Over the weekend I posted a picture of the Doughboy statue on the Furman Campus for Veteran’s Day. Today I had a comment posted on one of the Doughboy photos on my Flickr account. Les Kopel from Oxnard, California posted a link to a very interesting website about the sculptor, E. M. Viquesney and his creation, Spirit of the American Doughboy. The site also contains the database of Earl D. Goldsmith, who has cataloged installations of the statue from around the country.
According to the site, the original Doughboy is located in Nashville, Georgia. Furman’s statue was the second cast, but the first to be installed and dedicated on the downtown campus in 1921. The current Furman Doughboy, show in this photo, was recast in 2004 and moved to a new, more prominent location near the stadium.

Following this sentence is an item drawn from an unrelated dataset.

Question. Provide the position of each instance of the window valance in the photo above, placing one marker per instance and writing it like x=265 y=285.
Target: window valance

The original Furman statue is awaiting restoration, and will be on display at the Historical Museum of the Upstate when it opens.
In addition to the Furman installation, it looks like there are two other Doughboys in South Carolina. One is in Anderson at an American Legion Post, and the other is in Columbia on Olympia Avenue. 39 states either have or had installations of the statue, and each of these is listed on Les’s website.
The original Doughboy was quite popular right after the war, appearing in many variations. Not only was the statue copied across the nation, but there were miniatures, and even lamps and candleholders using this theme.
Viquesney also created commemorative statues for the Navy and for WWII GIs. The Spirit of the American Navy and The Spirit of the Fighting Yank are similar in appearance to the Doughboy. Like the Doughboy, these are located in communities throughout the United States.
Thanks to Les’s timely comments on my photograph, I now have a new roadtrip target. I hope to get to at least one of the other South Carolina installations for photographs sometime soon.